The project aims to examine castration that had a religious background, i.e. was self-chosen and performed after puberty, a so called ritual castration, in contrast to the one performed involuntarily during childhood in various parts of the secular society. Earlier studies of castration in antiquity have generally not differentiated between different types of castration and therefore not analyzed the implications of religious castration. We lack today a thorough diachronic study of ritual castration in antiquity, which examines its prevalence in various cults, geographical distribution and analyzes influences, origin, purpose and function. This project aims to fill that gap. An integrated examination of all available sources such as archaeology, iconography, inscriptions and ancient texts, aims at analyzing religious castration in a socio-historical-religious context from ca 800 BC -  AD 400 in eastern Mediterranean and Italy. Ritually castrated are found in the cults of the Mother Goddess Kybele, Attis, Astarte or Atargatis, Ishtar and Hekate, in addition to early Christianity. The second aim is to compare the ritually castrated in antiquity with those from later periods, such as the skoptsys, a Russian Christian sect from the 18th-29th centuries, and the hijras who worship the Mother goddess Bahuchara Mata in southern Asia today.
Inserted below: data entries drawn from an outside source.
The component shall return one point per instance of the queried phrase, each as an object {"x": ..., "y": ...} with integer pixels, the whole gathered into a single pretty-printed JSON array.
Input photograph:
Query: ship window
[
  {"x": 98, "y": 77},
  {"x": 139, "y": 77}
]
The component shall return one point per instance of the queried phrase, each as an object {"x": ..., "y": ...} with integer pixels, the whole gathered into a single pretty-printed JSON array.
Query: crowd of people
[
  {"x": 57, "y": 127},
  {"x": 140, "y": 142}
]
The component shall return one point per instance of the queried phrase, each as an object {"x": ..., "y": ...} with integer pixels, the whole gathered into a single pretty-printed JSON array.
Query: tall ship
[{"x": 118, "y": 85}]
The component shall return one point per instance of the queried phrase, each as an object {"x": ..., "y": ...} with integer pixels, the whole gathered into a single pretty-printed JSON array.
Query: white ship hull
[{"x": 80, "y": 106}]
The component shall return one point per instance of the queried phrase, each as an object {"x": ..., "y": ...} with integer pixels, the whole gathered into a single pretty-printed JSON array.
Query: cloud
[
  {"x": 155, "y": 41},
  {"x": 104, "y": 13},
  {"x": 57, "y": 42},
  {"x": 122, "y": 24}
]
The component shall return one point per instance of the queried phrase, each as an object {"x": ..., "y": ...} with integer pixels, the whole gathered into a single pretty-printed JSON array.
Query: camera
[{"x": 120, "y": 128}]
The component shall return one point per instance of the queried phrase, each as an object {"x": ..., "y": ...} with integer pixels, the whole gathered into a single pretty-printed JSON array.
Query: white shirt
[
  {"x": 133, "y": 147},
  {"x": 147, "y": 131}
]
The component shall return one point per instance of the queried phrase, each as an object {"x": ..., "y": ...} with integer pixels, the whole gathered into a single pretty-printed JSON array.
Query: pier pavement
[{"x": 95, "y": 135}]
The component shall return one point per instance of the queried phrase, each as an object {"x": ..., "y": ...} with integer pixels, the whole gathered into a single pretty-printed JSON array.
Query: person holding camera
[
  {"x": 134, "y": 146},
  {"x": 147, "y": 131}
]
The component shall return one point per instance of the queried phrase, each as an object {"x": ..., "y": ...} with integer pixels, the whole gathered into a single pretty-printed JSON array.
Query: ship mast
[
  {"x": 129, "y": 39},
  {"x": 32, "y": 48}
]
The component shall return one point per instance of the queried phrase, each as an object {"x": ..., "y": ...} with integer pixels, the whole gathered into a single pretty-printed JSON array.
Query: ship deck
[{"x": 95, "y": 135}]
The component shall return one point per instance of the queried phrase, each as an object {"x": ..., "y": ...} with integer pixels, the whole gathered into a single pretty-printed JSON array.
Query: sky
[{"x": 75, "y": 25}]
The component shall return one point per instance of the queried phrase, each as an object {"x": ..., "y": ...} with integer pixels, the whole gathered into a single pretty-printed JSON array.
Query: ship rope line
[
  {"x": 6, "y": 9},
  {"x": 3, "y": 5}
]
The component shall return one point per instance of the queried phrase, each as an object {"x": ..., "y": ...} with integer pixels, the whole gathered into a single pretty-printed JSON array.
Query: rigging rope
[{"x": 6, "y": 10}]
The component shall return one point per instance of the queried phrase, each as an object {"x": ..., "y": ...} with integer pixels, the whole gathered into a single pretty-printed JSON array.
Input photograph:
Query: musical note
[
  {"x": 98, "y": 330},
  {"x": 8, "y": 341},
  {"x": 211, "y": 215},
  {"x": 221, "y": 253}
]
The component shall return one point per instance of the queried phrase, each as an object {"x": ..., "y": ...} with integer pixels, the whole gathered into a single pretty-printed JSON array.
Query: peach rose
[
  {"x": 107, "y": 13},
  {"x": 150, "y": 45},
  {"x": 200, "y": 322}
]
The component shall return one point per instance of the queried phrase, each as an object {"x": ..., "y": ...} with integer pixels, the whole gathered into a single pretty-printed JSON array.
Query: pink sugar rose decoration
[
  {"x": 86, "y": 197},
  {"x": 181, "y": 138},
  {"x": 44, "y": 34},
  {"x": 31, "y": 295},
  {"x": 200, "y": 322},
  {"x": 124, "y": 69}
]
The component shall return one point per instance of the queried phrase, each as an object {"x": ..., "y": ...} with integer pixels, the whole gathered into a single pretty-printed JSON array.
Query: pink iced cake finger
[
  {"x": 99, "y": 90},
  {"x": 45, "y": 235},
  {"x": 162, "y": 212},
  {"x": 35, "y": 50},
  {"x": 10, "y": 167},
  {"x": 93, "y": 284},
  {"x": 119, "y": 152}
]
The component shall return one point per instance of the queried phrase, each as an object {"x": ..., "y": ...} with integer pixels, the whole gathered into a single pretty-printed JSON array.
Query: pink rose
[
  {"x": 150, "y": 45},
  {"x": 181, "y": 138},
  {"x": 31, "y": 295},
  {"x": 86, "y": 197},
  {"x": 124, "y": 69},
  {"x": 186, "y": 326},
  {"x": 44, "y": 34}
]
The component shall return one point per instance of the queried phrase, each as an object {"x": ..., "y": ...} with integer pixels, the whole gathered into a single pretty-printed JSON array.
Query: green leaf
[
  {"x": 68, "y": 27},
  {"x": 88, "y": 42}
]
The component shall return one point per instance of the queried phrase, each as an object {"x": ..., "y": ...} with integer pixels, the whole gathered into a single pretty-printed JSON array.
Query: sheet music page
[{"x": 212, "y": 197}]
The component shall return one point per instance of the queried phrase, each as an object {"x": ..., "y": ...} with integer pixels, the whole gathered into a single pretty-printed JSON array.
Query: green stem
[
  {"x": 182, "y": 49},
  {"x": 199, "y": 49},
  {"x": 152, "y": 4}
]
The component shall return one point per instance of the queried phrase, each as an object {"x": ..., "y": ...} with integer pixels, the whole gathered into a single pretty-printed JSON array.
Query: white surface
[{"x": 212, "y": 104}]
A third aim is to analyze whether the term or concept of a third gender, often used in anthropological and gender studies, may be applied and used on material dealing with the ancient society. The parallels between the ritually castrated from antiquity and those from contemporary south Asia are many, and the latter are described as a third gender by the contemporary society, while the ancient authors never used such a term. The ancient sources rather defined ritually castrated as effeminate men or as being neither men nor women. It is my intention to compare and contrast these groups from different periods and discuss how these may relate with the modern concept of a third gender. I will examine whether parallels may be drawn between the ritually castrated in antiquity, and those who today claim they belong to a third gender.